Some things that you would see as typical activity measures on the network are not necessarily directly relevant to NPM. So this is not just looking at traffic volumes, or the counters or stats that you can get from interfaces. Or even the kind of data you get in logs and events. Those can be helpful in understanding network activity, and some forms of that data are relevant in simple ways to network performance, but really just on the side of utilization.
So NPM is about another set of metrics. Metrics such as round-trip time, out-of-order packets, retransmits, and fragments, tell you how well the network is doing its job. And more specifically, they tell you what role the network is playing when it comes to the bigger question, which is the end-user or customer experience.
Ideally, when you put a network performance monitoring solution in place, not only can you get these new metrics about what’s going on with the network, but you have a way to tie them back to the applications and services that you’re trying to deliver. That’s what helps you tie improving and protecting network performance to achieving your ultimate business goals.
Key NPM Data Sources
There are two primary categories of data sources for network performance monitoring. There’s synthetic data, which you can generate by setting up robots that will send examples of traffic through the network, and then see what happens to it, in order to calculate the metrics mentioned above.

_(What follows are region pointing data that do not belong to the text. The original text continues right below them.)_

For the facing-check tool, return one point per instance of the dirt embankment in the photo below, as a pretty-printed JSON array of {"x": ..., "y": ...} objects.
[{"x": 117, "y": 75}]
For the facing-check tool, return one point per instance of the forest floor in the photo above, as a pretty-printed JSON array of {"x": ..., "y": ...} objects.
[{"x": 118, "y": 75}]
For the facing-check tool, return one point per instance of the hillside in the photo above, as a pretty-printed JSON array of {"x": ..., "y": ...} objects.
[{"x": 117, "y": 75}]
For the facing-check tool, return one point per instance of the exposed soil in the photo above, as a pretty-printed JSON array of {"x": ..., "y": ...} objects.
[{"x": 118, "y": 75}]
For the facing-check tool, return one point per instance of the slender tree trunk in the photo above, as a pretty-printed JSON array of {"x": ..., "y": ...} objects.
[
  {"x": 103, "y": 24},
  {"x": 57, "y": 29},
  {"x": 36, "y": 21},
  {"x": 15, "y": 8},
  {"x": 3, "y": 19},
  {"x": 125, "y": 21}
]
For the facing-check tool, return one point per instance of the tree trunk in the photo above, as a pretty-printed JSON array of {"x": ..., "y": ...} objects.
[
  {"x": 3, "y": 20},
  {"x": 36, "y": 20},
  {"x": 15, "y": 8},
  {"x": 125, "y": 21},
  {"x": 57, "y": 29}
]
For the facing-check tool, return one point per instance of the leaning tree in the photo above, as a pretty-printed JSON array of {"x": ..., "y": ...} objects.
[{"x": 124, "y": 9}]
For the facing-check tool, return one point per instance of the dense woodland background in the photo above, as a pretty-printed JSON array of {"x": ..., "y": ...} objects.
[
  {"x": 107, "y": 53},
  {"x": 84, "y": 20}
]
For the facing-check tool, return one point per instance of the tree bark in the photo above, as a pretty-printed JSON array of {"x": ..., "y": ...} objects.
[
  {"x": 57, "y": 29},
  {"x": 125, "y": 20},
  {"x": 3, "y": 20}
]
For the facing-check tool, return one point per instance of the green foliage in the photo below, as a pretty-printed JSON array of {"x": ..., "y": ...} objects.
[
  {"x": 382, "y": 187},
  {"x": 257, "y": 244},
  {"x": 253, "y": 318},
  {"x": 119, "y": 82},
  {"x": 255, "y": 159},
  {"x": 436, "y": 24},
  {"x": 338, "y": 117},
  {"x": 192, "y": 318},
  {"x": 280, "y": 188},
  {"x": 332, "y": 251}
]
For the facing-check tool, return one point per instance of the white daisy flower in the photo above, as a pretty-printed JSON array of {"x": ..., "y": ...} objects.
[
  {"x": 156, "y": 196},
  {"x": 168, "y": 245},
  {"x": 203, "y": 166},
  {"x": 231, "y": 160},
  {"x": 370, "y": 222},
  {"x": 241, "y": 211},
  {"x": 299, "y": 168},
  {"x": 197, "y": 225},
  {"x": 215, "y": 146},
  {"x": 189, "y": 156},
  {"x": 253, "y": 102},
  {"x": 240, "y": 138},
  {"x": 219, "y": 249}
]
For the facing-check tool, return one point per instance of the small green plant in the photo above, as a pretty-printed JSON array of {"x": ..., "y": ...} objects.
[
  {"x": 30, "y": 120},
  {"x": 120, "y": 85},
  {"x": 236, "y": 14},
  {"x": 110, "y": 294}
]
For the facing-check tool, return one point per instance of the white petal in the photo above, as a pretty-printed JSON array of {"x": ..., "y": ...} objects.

Then there’s data generated via passive observation of real, actual traffic. That’s done by either looking directly at packets that are going across the network or by looking at flow records generated from looking at those packets. Flow records are simply summaries about the packets that have been going across the network. So ultimately, both of those techniques come back down to understanding what’s happening at the packet level. The difference between them is that the data is transmitted and inspected in slightly different ways.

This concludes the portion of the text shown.